Wolfsangriffe. Fakt oder Fiktion? (German Edition)
Warum dieses Buch?
Seit 1990 beschäftige ich mich mit Wölfen und ihrem Schutz – sowohl als Herausgeberin des Wolf Magazins, als Mitgründerin und langjährige Vorsitzende der »Gesellschaft zum Schutz der Wölfe«, als Autorin von Fachbüchern und besonders als unabhängige Freilandforscherin von wild lebenden Wölfen in den USA. Ich liebe diese Tiere; ein Buch über Wolfsangriffe zu schreiben, scheint da auf den ersten Blick widersprüchlich. Schlage ich damit nicht gerade in die Bresche der Jäger und Geschichtenerzähler? Gebe ich so nicht den Wolfsgegnern Munition gegen den gehassten Vierbeiner?
Ich habe dieses Buch geschrieben, weil es besonders in der heutigen Zeit wichtig ist, ehrlich und realistisch über den Wolf aufzuklären. Bisher gibt es nur wenige Wolfsexperten, die bereit sind, die Fakten über Wolfsangriffe auf den Tisch zu legen. Und wir, die es tun, gelten als »Nestbeschmutzer«, während die Realität weiter geleugnet und verdreht wird, aus Angst, dass sich die Stimmung gegen den Wolf richtet. Ich bin jedoch der festen Überzeugung, dass Ehrlichkeit der beste Weg ist, Wölfe langfristig zu schützen. Ein Leugnen spielt nur in die Hände der Anti-Wolf-Fraktion, die die Berichte von Wolfsangriffen oder anderen Vorfällen nutzen werden, um zu zeigen, dass wir Wolfsschützer absichtlich die Öffentlichkeit belügen. Die Gegner nutzten die Furcht vor dem Wolf, um die öffentliche Meinung zu beeinflussen. Ehrlichkeit und Fakten über bekannte Angriffe, ihre Gründe und wie wir sie vermeiden, sind der beste Weg, dagegen zu kontern. Menschen haben weniger Angst, wenn man ihnen Wissen statt Gerüchte in die Hand gibt.
Deutschland ist wieder Wolfsland. Die Beutegreifer leben inzwischen in vielen Bundesländern: Sachsen, Mecklenburg-Vorpommern, Brandenburg, Sachsen-Anhalt. Hinzu kommen vereinzelte Tiere auf der Wanderschaft, die in Niedersachsen, Hessen, Rheinland-Pfalz und Schleswig-Holstein aufgetaucht sind.

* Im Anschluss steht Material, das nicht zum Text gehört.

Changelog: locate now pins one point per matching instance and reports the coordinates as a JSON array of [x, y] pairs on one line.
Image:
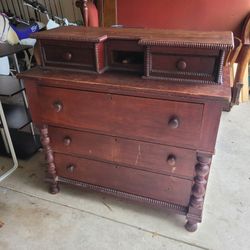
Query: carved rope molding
[[180, 209], [184, 44], [45, 140], [198, 192], [199, 187]]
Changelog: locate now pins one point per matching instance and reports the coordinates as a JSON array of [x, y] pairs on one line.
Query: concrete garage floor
[[79, 219]]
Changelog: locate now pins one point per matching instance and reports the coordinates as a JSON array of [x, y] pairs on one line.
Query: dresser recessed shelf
[[174, 55], [9, 86], [106, 128]]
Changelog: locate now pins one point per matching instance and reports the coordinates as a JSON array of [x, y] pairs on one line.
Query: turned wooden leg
[[194, 215], [191, 226], [52, 177]]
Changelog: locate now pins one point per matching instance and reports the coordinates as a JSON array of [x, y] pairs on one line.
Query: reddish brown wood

Gleichzeitig werden weiterhin streng geschützte Wölfe widerrechtlich erschossen. Entweder man hat sie mit »wildernden Hunden verwechselt«, man glaubte, ein verletztes Tier »erlösen« zu müssen oder letztendlich mit dem Argument, sie seien »gefährlich« für die Bevölkerung. Unbekannt ist die Zahl der Wölfe, die nach dem Motto »Schießen, Vergraben, Schweigen« verschwinden.
Da nützt es wenig, wenn wir Wolfsschützer immer wieder mit dem gleichen abgedroschenen Spruch kommen, dass noch nie ein gesunder wilder Wolf einen Menschen angegriffen habe, denn dieses Argument lässt sich anhand von Fakten leicht widerlegen. Die Wahrheit ist, dass es durchaus Wolfsangriffe gegeben hat. Wichtig ist jedoch, zu verstehen, warum dies geschehen ist. Weiß man um die Gründe und Umstände, dann erkennt man auch, dass jede Angst vor dem großen Kaniden in den Wäldern und in der Nähe unserer Dörfer unsinnig ist und dass wir sehr gut mit Wölfen leben können.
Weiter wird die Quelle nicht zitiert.